I have just recently started working on express.js. Let me tell you it's not for the fainthearted. The whole mentality of "If you are already familiar with JS then that's half the battle." really couldn't be further from the truth. I.E. if you are a hardcore devops guy like me.
I have a unified build process for all my asp.net application build, test and coverage reporting, deployment, configuration management and code quality analysis all setup and automated. It takes me literally 5 min to setup a Build process around a new project and have it tested, analysed, staged and shipped off to a production environment. (And really so should all the devs in the world. But hey, who am I kidding.) Then there's the monitoring, logging, performance analysis and profiling. Again all well unified, orchestrated and centrally managed.

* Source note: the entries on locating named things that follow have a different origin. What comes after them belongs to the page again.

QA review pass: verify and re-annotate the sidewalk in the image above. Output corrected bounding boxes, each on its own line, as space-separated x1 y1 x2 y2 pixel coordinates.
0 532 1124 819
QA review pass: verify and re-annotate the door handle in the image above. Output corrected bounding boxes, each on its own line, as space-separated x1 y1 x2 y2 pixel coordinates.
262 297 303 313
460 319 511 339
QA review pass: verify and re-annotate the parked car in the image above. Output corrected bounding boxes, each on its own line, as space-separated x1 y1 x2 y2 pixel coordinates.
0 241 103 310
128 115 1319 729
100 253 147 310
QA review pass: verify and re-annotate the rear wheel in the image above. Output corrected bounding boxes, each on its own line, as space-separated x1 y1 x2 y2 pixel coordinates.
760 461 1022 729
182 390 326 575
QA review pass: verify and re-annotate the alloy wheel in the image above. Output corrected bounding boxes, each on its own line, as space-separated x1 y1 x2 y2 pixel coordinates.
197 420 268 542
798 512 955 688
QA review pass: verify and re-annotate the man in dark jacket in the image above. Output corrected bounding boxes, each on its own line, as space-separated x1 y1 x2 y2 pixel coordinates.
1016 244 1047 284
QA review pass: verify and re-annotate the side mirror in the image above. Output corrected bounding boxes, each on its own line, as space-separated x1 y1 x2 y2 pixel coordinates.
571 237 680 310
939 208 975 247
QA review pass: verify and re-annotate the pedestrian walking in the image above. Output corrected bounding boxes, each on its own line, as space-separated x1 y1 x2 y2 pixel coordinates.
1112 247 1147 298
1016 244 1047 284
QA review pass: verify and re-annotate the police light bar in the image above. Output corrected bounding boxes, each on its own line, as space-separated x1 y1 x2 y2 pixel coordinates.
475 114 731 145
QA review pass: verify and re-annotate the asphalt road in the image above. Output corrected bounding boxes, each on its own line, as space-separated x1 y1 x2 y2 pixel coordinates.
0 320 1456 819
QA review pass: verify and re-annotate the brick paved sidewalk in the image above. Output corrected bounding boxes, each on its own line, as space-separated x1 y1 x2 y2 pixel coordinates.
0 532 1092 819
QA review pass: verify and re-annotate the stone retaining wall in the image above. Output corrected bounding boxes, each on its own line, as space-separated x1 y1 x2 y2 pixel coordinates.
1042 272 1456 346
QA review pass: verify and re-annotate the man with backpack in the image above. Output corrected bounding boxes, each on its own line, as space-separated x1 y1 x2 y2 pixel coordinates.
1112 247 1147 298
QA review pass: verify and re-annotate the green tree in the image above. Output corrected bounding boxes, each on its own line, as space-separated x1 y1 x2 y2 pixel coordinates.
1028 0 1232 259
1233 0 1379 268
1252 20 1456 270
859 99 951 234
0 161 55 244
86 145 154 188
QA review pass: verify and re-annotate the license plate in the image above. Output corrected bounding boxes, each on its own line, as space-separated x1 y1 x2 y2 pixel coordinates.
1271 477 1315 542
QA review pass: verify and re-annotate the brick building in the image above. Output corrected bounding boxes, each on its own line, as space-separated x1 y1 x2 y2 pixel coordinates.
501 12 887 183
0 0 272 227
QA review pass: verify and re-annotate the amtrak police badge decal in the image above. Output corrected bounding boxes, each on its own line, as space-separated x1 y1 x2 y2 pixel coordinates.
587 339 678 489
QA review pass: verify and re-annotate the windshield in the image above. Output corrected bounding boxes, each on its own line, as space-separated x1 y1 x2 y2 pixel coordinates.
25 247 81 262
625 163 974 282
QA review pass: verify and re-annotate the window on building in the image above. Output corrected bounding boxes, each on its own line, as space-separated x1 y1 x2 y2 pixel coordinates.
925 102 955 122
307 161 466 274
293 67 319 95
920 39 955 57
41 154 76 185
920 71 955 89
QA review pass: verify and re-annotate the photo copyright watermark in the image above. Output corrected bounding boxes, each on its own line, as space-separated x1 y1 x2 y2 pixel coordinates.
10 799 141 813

I'm not saying node.js/express.js doesn't have those, but you have to develope/learn a COMPLETELY NEW set of services and platform just to run node.js.
Hammering out a bunch of code is one thing. Running a production system on a foreign technology is something else altogether.
Unless you looking for trouble ahem i mean, challenge :D, stick to WebAPI. WebDeploy is a god send.
BTW. Use BasicHttpBinding with your WCF endpoint and get PHP to generate the client class from the WSDL. Yes. Soap is your answer, not an "easier to use rest". Something like https://code.google.com/p/php-wsdl-creator/. Archiving the WSDL from the WCF endpoint also allows you to track with pin point accuracy of your service signature and format changes. It ensures type safety, and handles ser/de for you. I don't care much about how ugly the message looks if I don't have to deal with it. And yes I have done it before with PHP and python. Works flawlessly.